Determined to become a surgeon, Dr. Brown began searching for a residency program in surgery that would accept African-Americans.
Dr. Joseph M. Miller Sr., a World War II combat surgeon who was chief of surgery from 1946 until 1971 at what is now Fort Howard Veterans Affairs Medical Center, agreed to teach "colored residents," Dr. Brown wrote.
He completed his residency with Dr. Miller in 1963 and was certified the next year by the American Board of Surgery.
In 1965, Dr. Brown, Dr. Stewart, an internist, and Dr. Louis L. Randall, an obstetrician and gynecologist who was the fourth African-American to graduate from Maryland, purchased a building at Garrison Boulevard and Duvall Avenue, where they established their practices.
"In 1967, we moved to Garrison Boulevard and Gwynns Falls Parkway when we built Garwyn Medical Center," Dr. Randall said.
"We were friends and colleagues for 56 years, and he was an excellent physician and surgeon," said Dr. Randall, who retired 12 years ago. "He treated all kinds of patients, whether they were homeless or had HIV, without regard to remuneration. He was a very community-oriented physician."

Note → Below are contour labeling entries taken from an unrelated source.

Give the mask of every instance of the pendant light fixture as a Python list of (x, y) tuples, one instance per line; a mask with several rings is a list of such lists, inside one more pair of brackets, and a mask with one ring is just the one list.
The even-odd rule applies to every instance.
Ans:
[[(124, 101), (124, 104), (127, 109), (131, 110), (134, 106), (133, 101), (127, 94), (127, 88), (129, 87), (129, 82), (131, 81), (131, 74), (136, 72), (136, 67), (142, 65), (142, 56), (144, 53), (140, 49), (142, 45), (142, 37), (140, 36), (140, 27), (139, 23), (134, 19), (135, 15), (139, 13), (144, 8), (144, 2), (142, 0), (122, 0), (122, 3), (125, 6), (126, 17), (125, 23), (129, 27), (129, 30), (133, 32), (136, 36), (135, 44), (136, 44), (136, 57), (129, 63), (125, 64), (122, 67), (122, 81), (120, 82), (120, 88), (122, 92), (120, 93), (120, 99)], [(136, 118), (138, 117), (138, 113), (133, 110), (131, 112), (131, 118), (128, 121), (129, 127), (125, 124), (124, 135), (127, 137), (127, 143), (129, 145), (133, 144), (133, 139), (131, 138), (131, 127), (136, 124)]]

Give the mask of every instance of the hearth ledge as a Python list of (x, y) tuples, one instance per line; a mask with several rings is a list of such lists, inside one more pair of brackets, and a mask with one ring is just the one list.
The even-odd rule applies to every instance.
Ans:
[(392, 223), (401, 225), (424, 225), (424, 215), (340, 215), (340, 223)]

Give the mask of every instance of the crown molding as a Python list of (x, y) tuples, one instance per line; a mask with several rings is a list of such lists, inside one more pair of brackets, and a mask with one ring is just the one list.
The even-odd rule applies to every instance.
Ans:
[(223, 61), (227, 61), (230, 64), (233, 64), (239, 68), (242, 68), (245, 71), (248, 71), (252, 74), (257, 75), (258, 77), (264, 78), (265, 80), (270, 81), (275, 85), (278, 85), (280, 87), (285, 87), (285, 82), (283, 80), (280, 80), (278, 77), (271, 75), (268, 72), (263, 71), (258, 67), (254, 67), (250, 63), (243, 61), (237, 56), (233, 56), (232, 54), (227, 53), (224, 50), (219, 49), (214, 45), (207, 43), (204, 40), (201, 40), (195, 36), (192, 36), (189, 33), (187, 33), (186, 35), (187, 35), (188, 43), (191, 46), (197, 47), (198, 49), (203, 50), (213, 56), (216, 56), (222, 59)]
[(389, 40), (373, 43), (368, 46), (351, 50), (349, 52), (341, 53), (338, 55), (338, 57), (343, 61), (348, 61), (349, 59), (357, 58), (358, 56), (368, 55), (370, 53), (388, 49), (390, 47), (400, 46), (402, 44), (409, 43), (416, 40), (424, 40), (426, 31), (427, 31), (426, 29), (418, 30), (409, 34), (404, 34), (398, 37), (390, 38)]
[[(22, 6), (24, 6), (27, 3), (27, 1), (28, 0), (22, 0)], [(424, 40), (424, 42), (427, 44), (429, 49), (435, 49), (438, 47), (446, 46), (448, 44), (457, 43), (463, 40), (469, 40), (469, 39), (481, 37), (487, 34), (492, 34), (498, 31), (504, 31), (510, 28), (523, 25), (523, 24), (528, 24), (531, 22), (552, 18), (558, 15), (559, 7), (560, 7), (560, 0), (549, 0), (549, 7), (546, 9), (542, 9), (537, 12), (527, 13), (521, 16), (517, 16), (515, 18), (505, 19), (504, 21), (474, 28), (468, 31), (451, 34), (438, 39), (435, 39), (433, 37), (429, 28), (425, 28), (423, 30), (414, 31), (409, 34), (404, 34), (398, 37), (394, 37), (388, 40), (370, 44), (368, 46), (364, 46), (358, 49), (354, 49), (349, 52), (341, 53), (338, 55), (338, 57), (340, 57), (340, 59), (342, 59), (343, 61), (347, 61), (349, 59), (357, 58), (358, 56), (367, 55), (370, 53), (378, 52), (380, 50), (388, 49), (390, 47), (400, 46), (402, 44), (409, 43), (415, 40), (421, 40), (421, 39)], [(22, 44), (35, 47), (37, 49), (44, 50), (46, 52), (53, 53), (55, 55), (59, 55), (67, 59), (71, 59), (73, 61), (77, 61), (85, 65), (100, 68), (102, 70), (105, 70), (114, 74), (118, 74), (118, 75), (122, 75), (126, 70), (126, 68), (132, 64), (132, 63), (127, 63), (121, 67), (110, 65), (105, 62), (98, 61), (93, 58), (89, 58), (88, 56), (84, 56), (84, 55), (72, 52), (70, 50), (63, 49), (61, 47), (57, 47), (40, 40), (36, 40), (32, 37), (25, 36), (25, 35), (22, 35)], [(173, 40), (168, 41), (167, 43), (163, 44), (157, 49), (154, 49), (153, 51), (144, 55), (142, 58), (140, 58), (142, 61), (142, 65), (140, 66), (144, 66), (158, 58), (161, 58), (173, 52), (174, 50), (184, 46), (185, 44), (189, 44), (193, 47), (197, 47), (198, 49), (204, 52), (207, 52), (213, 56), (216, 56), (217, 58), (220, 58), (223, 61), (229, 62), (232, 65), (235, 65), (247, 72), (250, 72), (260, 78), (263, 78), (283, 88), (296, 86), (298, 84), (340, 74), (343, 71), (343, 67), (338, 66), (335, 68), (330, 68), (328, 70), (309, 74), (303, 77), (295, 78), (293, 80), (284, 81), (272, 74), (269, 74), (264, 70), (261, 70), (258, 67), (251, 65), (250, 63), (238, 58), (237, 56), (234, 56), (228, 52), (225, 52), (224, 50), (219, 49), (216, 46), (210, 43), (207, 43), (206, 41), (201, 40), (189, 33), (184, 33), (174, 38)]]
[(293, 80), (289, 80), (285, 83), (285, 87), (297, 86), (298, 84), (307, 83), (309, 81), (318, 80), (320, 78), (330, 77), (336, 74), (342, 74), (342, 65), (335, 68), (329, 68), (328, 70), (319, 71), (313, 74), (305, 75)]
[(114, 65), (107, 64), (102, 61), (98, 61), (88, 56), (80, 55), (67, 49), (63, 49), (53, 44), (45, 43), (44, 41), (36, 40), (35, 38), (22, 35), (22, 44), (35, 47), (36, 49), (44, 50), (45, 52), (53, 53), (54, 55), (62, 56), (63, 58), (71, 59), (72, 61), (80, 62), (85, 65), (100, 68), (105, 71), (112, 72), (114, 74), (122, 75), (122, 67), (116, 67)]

In addition to his private surgical practice, Dr. Brown was also an attending surgeon at Sinai Hospital, Maryland General Hospital, Baltimore County General Hospital (now Northwest Hospital Center), North Charles General Hospital and the old Provident Hospital, where he had been president of the medical staff.
"He was a very compassionate man, and the patients loved him," said Dr. Stewart. "Even today, even though he's been retired for several years, I still have patients ask how Dr. Brown is doing."
From 1965 to 1986, Dr. Brown also was a consultant to the Social Security Administration's medical disabilities office in Woodlawn.
After retiring in 1994, he worked as a medical consultant to the Maryland Department of Health and Hygiene.
His professional memberships included the American College of Surgeons, Monumental City Medical Society, Maryland Medical and Chirurgical Society and the Baltimore City Medical Society.
He was a lifetime active member of the National Association for the Advancement of Colored People.
A longtime Forest Park resident, Dr. Brown enjoyed writing poetry and was a frequent letters to the editor contributor on local, national and international events. He also enjoyed playing bridge and pinochle.
Dr. Brown was a member of Epworth United Methodist Church in Gwynn Oak, where services were held Monday.
Surviving are his Morgan College sweetheart and wife of 52 years, the former Lorraine Gravatt; two daughters, Carla A. Taliaferro of Milford Mill and Wanda M. Brown of Woodlawn; five brothers, Jerome Brown of Glen Burnie, Thomas Brown and Louis Brown, both of Pasadena, Arnold Brown of Boston, and Charles Brown of Austin, Texas; two sisters, Janice Brown and Edna Brown, both of Severna Park; and two grandsons. Another daughter, Deborah Lynn Brown, died in 1994.